Jeff Walker, in his book "The Ayn Rand Cult", suggests that Rand herself had BPD, but he doesn't elaborate. I guess it is more generally known that she did have Narcissistic Personality Disorder.

I'm interested in hearing more perspectives on this pairing of Objectivism/Ayn Rand with BPD.

Thanks :)

Satya: the word “want” may indicate that a person’s motivation is embedded in selfishness not selfless. The ego can be very deceptive and convince itself it is very selfless when in reality it is practicing selfish behavior.

Now original sin is mentioned in Michael’s link. Sin is missing the target whereas original means a unique and creative origin. The question becomes what is the origin of our missing the target. If we never missed the target would we be perfection? Without imperfection (duality) the world would cease to exist with entities that perceive themselves as separate. Stated another way blogs cease to exist.

While we continually condemn others and ourselves for our sins, would it be beneficial to be seeking the origin of our “sins” rather than accept historical beliefs inspired by religious ideas of right and wrong.

>You like Tess better than Abby?

Dayaamm!

You will probably not be surprised that I really like Abby.
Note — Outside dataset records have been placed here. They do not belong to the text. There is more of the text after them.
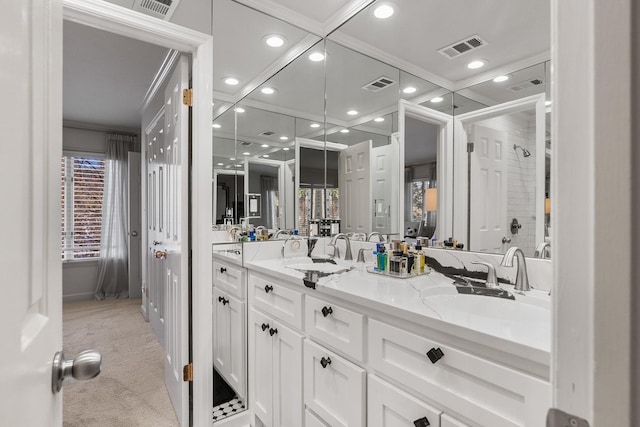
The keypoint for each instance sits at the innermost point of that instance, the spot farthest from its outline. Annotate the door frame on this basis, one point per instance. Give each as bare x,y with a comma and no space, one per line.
445,224
116,19
461,187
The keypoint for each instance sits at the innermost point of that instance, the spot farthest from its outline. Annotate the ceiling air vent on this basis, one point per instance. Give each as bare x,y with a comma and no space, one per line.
526,84
378,84
463,46
161,9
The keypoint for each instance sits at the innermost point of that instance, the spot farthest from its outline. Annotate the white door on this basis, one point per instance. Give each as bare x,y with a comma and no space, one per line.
31,303
488,213
154,277
384,185
134,229
174,211
355,188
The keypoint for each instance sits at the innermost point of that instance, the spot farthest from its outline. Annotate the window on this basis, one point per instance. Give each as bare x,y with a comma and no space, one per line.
82,188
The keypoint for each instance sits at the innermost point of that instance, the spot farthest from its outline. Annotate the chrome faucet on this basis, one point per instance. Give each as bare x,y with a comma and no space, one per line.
347,255
522,280
375,233
294,237
279,232
542,250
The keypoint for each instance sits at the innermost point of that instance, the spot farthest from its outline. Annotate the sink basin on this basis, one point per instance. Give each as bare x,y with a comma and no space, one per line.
525,322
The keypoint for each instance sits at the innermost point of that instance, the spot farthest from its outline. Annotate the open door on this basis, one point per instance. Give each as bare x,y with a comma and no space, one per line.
175,250
31,304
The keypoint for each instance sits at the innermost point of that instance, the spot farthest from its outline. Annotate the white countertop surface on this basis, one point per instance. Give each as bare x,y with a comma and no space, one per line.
521,327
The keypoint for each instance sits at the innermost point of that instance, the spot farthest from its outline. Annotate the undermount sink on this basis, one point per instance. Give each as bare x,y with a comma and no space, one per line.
520,320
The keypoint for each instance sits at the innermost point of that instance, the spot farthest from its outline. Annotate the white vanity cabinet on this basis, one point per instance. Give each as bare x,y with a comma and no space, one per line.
275,372
229,324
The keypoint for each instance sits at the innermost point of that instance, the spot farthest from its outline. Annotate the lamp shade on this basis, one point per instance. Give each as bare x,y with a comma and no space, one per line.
431,200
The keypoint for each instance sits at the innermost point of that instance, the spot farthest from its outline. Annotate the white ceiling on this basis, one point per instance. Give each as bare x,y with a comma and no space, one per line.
106,76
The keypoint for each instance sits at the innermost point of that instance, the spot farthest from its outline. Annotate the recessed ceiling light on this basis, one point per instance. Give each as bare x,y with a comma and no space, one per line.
316,56
474,65
274,40
383,11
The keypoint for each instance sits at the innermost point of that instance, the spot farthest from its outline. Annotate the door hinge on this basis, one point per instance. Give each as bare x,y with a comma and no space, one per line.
187,372
187,97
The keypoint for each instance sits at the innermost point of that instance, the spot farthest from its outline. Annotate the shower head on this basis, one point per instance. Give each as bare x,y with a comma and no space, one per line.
525,152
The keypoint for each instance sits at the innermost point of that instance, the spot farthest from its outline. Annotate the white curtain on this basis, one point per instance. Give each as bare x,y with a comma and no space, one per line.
113,276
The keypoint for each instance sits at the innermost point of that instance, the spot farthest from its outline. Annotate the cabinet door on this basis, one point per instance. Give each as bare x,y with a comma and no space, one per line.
287,377
221,333
448,421
388,406
333,387
260,367
237,363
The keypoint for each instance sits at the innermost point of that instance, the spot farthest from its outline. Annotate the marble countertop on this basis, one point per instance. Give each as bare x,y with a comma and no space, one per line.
520,326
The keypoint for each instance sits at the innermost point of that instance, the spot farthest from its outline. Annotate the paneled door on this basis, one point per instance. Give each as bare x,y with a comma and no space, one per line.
355,188
488,213
174,211
30,256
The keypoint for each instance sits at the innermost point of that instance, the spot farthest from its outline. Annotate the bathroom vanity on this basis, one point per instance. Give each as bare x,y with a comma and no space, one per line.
361,349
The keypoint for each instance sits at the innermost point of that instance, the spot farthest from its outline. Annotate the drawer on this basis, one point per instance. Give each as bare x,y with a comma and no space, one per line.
388,406
229,278
310,420
335,326
447,421
480,390
279,301
334,388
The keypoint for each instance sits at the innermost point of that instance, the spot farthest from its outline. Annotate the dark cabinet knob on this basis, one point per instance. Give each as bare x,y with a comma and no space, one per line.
325,361
326,311
435,354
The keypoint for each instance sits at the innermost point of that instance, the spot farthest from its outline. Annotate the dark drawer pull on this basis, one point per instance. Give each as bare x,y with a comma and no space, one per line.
435,354
325,361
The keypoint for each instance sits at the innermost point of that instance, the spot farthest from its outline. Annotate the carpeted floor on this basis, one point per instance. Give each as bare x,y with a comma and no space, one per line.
130,391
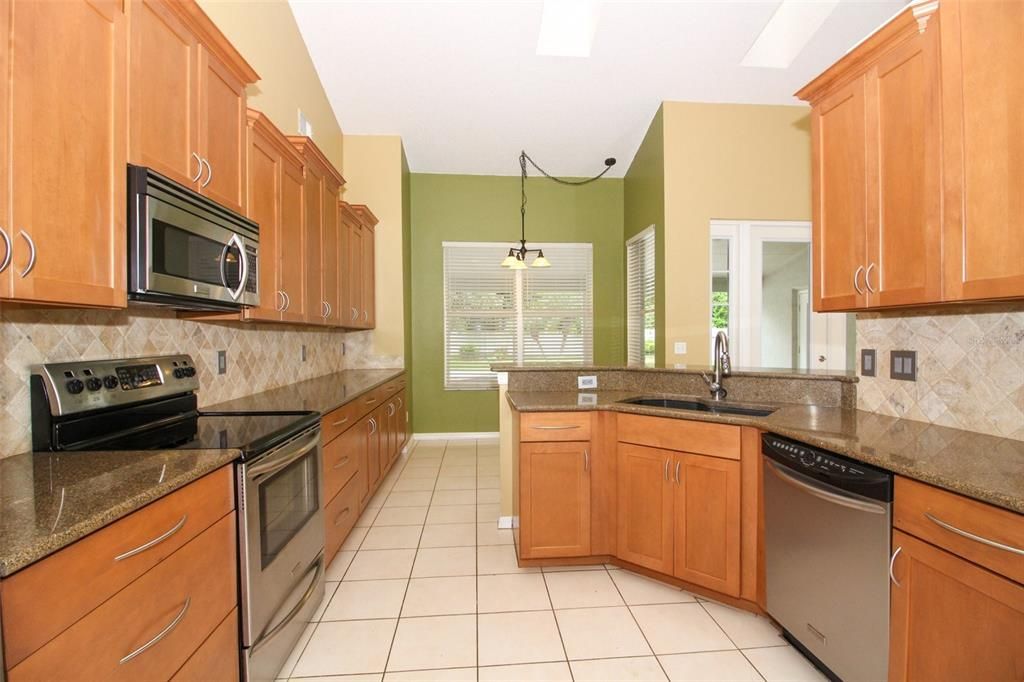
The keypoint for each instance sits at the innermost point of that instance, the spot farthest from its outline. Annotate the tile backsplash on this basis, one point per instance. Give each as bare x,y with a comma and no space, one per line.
970,368
259,356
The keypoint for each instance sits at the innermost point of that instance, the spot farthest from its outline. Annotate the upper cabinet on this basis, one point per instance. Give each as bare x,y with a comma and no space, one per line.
916,161
187,101
73,251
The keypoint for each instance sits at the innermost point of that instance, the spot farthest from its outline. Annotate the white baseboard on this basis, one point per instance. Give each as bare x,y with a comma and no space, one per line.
458,435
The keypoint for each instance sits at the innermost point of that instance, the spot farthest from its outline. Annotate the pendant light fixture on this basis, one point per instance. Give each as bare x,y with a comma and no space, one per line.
516,259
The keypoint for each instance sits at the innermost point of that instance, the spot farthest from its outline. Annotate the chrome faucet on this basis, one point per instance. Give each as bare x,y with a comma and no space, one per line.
722,368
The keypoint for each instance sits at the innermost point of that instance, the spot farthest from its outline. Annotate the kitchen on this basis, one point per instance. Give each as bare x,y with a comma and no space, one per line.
744,403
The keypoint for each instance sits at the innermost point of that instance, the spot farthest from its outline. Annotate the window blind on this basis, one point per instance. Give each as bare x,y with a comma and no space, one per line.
640,298
496,314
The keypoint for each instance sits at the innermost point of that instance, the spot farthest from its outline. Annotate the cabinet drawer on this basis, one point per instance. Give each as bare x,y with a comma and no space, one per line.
174,606
949,520
341,461
217,658
340,513
542,426
48,596
680,435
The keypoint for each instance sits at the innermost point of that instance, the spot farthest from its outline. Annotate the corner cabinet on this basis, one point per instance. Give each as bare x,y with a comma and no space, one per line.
913,138
75,255
187,99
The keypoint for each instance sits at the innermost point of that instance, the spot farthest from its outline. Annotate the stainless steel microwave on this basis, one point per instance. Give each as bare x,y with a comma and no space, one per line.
185,251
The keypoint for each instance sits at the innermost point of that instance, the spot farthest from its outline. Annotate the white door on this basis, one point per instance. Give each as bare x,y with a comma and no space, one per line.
761,275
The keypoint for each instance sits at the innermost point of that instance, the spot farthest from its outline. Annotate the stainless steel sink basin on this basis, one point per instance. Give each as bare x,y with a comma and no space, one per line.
699,406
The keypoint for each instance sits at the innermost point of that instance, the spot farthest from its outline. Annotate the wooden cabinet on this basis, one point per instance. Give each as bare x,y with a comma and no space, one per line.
358,224
554,503
322,243
274,201
916,157
645,507
72,252
169,566
187,99
957,588
983,148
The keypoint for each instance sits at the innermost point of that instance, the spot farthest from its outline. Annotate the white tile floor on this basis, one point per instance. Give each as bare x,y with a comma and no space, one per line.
427,588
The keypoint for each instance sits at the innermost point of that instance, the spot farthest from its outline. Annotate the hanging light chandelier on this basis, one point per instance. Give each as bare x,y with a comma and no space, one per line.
516,259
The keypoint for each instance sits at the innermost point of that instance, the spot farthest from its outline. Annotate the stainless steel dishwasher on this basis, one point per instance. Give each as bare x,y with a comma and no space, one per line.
827,531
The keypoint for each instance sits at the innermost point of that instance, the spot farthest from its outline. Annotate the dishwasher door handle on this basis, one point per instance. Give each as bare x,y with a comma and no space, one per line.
827,496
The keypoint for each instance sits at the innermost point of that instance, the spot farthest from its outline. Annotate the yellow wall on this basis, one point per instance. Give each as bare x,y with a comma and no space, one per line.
374,177
723,162
266,35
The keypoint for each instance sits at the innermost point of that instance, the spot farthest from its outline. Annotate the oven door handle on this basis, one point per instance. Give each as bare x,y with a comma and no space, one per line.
841,500
274,463
236,241
269,633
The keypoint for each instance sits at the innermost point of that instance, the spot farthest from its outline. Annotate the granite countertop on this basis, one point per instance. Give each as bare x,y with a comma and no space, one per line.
984,467
51,500
322,394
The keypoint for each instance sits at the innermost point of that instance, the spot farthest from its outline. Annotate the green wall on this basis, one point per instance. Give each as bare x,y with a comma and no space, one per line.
644,205
478,208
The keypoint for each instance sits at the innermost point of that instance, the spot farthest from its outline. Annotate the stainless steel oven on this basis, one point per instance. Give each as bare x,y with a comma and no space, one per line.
281,550
186,251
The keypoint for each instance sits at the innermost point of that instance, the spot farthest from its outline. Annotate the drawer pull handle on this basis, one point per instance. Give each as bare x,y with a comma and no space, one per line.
154,542
971,536
892,562
160,635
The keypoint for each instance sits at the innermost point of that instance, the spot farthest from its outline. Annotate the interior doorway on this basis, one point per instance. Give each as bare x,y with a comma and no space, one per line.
761,282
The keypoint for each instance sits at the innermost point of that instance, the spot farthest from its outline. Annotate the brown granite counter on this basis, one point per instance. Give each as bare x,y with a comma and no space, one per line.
321,394
51,500
984,467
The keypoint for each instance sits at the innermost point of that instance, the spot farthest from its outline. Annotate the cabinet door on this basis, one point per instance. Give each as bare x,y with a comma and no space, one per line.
369,282
164,90
331,250
645,507
222,130
312,200
951,620
839,187
69,145
554,500
707,522
354,233
6,228
292,260
263,206
983,148
904,263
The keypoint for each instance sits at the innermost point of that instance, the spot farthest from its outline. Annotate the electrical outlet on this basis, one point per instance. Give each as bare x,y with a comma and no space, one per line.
868,366
903,365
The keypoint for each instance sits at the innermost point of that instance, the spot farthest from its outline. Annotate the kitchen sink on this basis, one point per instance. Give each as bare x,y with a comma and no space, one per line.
699,406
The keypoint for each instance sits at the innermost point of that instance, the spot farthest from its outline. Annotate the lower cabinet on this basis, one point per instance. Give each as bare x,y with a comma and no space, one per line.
555,502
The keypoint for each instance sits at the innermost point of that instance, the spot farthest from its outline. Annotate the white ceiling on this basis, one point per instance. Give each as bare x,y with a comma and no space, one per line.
462,84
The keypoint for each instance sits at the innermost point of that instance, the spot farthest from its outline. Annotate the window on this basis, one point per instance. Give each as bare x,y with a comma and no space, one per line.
496,314
640,298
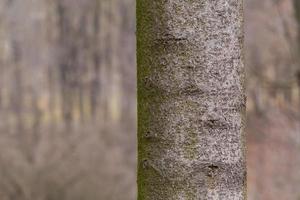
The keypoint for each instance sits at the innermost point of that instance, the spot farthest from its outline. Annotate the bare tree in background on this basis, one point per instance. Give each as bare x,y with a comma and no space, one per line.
67,77
191,100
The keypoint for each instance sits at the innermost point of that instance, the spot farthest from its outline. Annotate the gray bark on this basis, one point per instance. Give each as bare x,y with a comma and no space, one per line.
191,100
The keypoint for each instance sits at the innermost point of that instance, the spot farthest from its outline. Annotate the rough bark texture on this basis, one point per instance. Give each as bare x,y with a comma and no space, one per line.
191,101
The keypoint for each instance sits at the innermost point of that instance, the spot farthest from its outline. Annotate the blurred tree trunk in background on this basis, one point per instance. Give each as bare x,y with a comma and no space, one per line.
67,99
191,100
297,14
273,100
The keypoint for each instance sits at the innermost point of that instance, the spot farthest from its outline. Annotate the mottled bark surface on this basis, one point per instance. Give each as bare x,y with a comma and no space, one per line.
191,100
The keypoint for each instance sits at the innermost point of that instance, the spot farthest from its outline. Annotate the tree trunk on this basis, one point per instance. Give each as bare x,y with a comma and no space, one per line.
191,100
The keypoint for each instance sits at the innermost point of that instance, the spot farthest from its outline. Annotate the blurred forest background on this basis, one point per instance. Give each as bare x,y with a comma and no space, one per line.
68,99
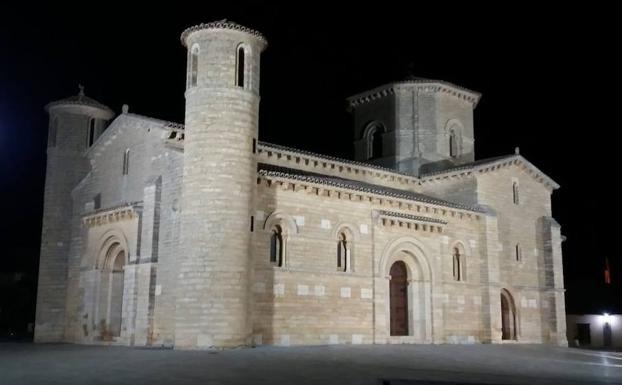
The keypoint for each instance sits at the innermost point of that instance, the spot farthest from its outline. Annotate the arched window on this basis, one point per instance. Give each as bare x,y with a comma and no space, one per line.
276,246
91,133
373,136
194,65
376,145
343,252
515,197
126,162
457,263
53,132
239,79
453,144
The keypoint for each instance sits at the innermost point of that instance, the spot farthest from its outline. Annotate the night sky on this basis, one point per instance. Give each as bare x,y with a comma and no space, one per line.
548,80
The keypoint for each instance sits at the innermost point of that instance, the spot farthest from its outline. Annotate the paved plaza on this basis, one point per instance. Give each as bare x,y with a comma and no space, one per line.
31,364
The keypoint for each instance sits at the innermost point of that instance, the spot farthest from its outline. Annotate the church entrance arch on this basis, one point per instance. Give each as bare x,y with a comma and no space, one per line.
408,290
398,298
110,304
508,316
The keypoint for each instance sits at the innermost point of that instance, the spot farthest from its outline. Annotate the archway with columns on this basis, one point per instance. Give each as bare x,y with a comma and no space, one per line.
111,262
404,262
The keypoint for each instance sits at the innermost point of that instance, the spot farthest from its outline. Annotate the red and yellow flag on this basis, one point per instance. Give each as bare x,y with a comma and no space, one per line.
607,271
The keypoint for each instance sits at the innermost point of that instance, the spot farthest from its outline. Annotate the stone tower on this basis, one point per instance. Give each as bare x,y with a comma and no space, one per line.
75,123
414,126
222,107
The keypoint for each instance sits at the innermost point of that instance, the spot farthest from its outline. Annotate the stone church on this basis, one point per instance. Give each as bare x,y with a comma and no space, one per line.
200,236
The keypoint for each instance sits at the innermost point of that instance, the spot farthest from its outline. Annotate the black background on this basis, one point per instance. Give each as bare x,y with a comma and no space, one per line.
549,80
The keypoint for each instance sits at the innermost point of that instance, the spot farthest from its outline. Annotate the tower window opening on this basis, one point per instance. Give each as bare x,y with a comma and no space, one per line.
91,133
453,145
457,265
240,68
376,145
126,162
194,65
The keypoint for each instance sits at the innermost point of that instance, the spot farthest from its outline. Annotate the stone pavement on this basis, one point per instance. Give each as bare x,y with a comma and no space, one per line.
31,364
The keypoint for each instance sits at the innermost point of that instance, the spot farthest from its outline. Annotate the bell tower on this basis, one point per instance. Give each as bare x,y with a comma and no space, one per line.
74,125
222,109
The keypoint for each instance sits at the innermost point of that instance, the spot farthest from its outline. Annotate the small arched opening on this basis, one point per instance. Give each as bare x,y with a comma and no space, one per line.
111,284
398,298
508,316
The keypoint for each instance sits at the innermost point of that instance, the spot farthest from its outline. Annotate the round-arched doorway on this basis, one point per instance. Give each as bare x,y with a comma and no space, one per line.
110,304
398,297
508,316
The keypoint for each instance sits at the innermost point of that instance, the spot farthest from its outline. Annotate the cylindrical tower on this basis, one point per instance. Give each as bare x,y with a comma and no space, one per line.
222,108
75,124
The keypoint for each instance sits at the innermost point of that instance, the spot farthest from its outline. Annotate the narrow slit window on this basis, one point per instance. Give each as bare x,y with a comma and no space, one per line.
53,133
240,67
276,246
515,196
126,162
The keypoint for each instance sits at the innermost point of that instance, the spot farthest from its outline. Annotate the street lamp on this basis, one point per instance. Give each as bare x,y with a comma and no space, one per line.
607,318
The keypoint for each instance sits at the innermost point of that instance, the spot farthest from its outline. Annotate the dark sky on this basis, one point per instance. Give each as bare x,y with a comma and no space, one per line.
548,80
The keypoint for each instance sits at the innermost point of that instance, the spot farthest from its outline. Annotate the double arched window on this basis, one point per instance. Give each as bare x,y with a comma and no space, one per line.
515,196
91,133
240,67
194,66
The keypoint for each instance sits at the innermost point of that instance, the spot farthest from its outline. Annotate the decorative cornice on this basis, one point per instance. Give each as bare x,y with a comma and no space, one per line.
414,222
371,191
427,85
416,218
485,166
110,215
79,100
222,24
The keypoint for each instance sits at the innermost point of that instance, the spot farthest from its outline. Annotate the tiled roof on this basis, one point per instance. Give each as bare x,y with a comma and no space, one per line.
79,99
468,166
501,160
221,24
331,158
276,171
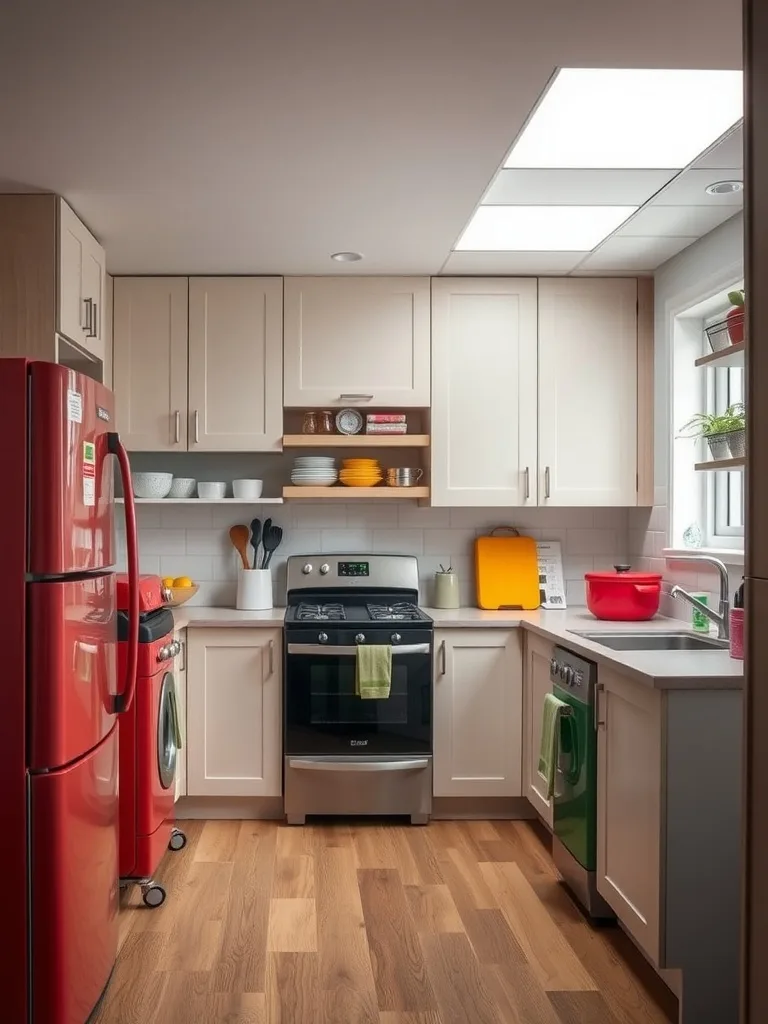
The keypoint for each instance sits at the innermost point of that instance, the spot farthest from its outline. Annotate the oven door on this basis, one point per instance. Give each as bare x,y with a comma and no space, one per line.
324,715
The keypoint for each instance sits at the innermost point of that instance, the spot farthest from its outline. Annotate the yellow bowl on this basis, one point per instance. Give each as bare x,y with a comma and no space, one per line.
179,595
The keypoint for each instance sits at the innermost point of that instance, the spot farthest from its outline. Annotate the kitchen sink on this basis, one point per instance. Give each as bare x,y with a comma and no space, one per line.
654,641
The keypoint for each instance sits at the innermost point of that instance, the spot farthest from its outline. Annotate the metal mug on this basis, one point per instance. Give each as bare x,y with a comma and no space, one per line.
403,477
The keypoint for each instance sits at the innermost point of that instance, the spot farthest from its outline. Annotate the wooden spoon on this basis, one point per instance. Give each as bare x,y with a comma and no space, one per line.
240,537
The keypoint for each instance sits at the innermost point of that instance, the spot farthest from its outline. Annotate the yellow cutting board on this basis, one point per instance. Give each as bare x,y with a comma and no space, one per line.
507,572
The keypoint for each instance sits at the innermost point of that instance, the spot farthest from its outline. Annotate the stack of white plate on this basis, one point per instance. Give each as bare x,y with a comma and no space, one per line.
314,471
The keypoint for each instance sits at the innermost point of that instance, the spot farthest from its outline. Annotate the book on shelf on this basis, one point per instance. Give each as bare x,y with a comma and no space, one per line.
386,428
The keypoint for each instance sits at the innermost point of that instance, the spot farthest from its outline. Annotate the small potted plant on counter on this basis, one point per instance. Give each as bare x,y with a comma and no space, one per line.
735,316
722,432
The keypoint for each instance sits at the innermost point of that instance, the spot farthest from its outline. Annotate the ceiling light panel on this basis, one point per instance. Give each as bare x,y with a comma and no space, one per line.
593,117
541,228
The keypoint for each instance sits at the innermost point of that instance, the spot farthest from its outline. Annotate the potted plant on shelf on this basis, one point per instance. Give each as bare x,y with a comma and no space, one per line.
735,316
724,432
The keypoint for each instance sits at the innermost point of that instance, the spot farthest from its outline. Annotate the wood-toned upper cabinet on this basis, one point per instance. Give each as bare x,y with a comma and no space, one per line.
356,341
629,806
236,364
82,288
150,363
483,391
537,684
588,383
477,713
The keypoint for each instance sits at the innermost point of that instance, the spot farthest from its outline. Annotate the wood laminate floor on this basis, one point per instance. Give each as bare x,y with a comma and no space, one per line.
456,923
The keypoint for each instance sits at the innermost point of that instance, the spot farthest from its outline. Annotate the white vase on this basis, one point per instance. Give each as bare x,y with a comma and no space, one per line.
254,590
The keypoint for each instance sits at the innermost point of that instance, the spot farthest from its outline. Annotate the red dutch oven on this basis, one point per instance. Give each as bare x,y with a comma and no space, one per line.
624,596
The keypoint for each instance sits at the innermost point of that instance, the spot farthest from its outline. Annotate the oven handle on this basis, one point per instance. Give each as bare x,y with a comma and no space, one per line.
412,765
324,648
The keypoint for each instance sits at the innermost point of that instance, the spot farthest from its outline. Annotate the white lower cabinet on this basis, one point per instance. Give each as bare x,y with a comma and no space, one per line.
233,713
537,685
477,713
629,806
179,678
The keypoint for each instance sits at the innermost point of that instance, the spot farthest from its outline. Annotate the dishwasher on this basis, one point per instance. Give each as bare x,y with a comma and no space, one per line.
574,803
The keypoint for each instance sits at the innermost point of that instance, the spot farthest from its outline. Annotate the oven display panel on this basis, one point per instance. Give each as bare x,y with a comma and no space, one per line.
354,568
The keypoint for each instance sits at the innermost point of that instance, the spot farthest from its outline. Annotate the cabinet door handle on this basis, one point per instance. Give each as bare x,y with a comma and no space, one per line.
598,690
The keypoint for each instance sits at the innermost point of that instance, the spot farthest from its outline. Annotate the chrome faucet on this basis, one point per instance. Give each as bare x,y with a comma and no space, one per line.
720,617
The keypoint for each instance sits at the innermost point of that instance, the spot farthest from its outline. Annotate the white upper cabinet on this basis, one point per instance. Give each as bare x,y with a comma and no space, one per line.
356,341
150,363
588,403
236,364
82,285
483,391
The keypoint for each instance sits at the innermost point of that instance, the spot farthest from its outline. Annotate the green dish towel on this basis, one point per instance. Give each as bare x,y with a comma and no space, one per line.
553,709
373,677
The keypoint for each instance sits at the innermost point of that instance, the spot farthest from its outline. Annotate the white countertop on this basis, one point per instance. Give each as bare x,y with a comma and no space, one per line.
664,670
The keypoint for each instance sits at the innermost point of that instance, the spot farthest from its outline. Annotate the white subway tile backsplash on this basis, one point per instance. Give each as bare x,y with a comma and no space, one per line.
193,540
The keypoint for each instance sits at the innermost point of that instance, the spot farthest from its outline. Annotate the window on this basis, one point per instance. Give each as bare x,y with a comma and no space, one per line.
725,492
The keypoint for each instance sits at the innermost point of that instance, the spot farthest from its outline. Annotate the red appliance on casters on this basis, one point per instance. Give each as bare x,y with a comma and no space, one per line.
60,695
150,741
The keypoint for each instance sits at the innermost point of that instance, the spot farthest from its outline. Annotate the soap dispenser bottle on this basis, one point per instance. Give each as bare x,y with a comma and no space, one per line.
736,631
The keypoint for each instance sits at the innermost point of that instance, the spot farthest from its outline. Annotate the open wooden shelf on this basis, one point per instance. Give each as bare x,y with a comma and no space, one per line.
731,356
720,464
355,440
346,494
203,501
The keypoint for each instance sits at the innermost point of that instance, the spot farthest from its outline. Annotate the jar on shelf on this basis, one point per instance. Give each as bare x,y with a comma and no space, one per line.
326,422
309,425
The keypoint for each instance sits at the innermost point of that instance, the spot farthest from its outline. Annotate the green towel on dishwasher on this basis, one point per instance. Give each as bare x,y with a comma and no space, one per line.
553,709
374,673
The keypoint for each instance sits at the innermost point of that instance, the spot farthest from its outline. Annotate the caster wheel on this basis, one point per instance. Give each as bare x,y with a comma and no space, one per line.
154,895
177,840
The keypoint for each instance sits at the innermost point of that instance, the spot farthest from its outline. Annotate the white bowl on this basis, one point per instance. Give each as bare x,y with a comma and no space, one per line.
211,489
182,486
248,489
152,484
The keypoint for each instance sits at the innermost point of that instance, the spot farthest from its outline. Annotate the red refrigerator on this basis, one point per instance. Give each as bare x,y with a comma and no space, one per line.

I strongly identify with her spirit.

I really like Tess, too, but I find her to be a bit hung up. <

MSK, I agree with you on everything except I don't like Tess at all for the same reason you mention. I think Abby could do a lot better for a pal. Abby rocks. Still, Tess is good as the character I love to hate ;)

>I'm interested in hearing more perspectives on this pairing of Objectivism/Ayn Rand with BPD.

I'm afraid I don't know enough about BPD to comment. I do think Rand was a narcissist - not because she advocated selfishness, but because of how she treated other people. I also think she showed signs of megalomania, which is usually a form of compensation for deep insecurities.

None of this would matter if her more ardent fans didn't insist on holding her up as the epitome of reason and sound judgment.